Coloc : « Tu devrais manger plus de légumes — mon horoscope le dit, et les horoscopes ne se trompent jamais. » L’autre coloc : « C’est une très mauvaise raison. Donc j’imagine que les légumes ne sont pas vraiment bons pour moi. »
L’argument de l’horoscope est franchement mauvais, mais « mange plus de légumes » ne devient pas faux pour autant. Le conseil peut rester valable pour des raisons qui n’ont rien à voir avec l’astrologie.
Le même raccourci se produit sans cesse en ligne :
Message : « Tu devrais dormir davantage — une célébrité que je suis dit que 8 heures de sommeil guérissent tout. » Réponse : « Ha, argument d’autorité : citer une célébrité sans la moindre expertise. J’imagine que le sommeil ne compte pas, alors. » Auteur du message : « Enfin, il y a aussi une montagne de vraies recherches là-dessus, mais d’accord. »
Repérer le sophisme dans l’argument était juste. En conclure que l’affirmation était fausse ne l’était pas — ce sont deux questions distinctes.

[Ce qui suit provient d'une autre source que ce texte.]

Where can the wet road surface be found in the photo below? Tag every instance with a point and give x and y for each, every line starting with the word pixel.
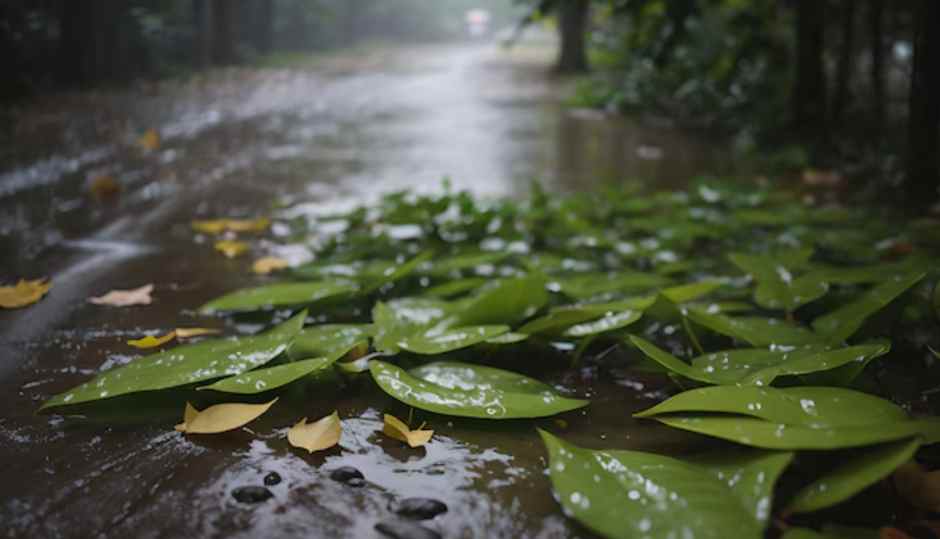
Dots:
pixel 285 141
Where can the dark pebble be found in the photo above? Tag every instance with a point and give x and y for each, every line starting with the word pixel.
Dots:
pixel 347 474
pixel 252 494
pixel 405 530
pixel 418 508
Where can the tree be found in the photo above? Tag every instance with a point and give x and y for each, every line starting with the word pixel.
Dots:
pixel 572 31
pixel 923 175
pixel 809 91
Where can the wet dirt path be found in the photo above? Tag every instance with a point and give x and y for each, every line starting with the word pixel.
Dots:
pixel 304 140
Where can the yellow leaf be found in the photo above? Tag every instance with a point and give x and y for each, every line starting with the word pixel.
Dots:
pixel 223 417
pixel 316 436
pixel 23 293
pixel 397 429
pixel 125 298
pixel 189 414
pixel 218 226
pixel 150 140
pixel 152 342
pixel 266 265
pixel 186 333
pixel 249 225
pixel 230 248
pixel 104 187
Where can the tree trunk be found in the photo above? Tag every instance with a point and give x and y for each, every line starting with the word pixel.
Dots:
pixel 572 30
pixel 74 54
pixel 223 32
pixel 264 26
pixel 846 55
pixel 876 28
pixel 809 92
pixel 202 33
pixel 923 175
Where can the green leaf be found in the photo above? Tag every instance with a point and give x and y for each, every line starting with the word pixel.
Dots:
pixel 467 261
pixel 777 287
pixel 809 406
pixel 607 323
pixel 593 284
pixel 757 331
pixel 842 323
pixel 184 365
pixel 439 341
pixel 455 288
pixel 762 366
pixel 467 390
pixel 629 494
pixel 765 434
pixel 854 475
pixel 401 318
pixel 328 340
pixel 507 302
pixel 277 296
pixel 393 273
pixel 261 380
pixel 562 318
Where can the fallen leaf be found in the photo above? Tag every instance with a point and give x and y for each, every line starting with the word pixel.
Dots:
pixel 321 434
pixel 266 265
pixel 218 226
pixel 103 187
pixel 187 333
pixel 220 417
pixel 151 341
pixel 189 414
pixel 397 429
pixel 150 140
pixel 230 248
pixel 827 178
pixel 23 293
pixel 125 298
pixel 918 486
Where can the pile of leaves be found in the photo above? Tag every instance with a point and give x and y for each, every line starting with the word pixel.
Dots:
pixel 773 317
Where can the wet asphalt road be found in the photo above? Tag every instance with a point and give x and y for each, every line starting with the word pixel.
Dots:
pixel 237 143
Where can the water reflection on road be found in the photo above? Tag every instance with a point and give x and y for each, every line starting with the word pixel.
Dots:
pixel 309 140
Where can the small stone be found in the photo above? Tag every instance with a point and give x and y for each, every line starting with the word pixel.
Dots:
pixel 356 482
pixel 252 494
pixel 397 529
pixel 419 508
pixel 347 474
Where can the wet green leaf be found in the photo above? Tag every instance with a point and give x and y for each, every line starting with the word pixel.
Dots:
pixel 759 366
pixel 507 302
pixel 777 285
pixel 278 295
pixel 629 494
pixel 842 323
pixel 464 261
pixel 184 365
pixel 440 341
pixel 755 330
pixel 261 380
pixel 328 340
pixel 857 473
pixel 394 272
pixel 455 288
pixel 402 318
pixel 809 406
pixel 467 390
pixel 593 284
pixel 765 434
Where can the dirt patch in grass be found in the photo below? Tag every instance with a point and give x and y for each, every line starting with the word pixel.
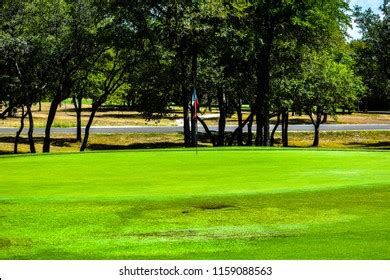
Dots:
pixel 214 206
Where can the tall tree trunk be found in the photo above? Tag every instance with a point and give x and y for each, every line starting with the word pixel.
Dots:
pixel 316 140
pixel 95 107
pixel 272 141
pixel 232 137
pixel 6 111
pixel 316 124
pixel 31 130
pixel 263 76
pixel 239 121
pixel 77 102
pixel 50 119
pixel 194 120
pixel 19 131
pixel 194 128
pixel 285 128
pixel 222 117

Pourquoi le raisonnement ne tient pas
Une affirmation et l’argument avancé pour la défendre sont deux choses différentes. Un argument peut être mal construit — hors sujet, purement émotionnel, mal sourcé — alors que la conclusion qu’il tentait d’étayer se trouve être vraie pour de tout autres raisons, meilleures. Rejeter la conclusion simplement parce que cette défense-là était faible fait l’impasse sur le vrai travail : vérifier si la conclusion tient par ses propres mérites. Identifier un sophisme vous dit qu’un argument a échoué à prouver son point ; cela ne vous dit pas que le point est faux.
C’est important pour l’usage d’un site comme celui-ci : nommer un sophisme dans le raisonnement de quelqu’un décrit comment il a argumenté, ce n’est pas réfuter ce qu’il défendait. Repérer un sophisme n’équivaut pas à gagner le débat — c’est un geste utile et honnête, mais l’affirmation sous-jacente doit encore être jugée sur ses propres preuves.
Comment répondre
- Séparez les deux questions à voix haute : « Cet argument ne tient pas, mais l’affirmation sous-jacente est-elle vraie pour d’autres raisons ? »
- Demandez une meilleure défense : « Cet argument mis à part, quelles sont les vraies preuves ? »
- Résistez à l’envie de crier victoire dès qu’un défaut apparaît — un argument bancal au service d’une chose vraie, c’est encore courant.
- Faites du repérage des sophismes un outil, pas un trophée. Le but est d’y voir plus clair sur ce qui est vrai, pas de tenir le score de qui a épinglé quoi.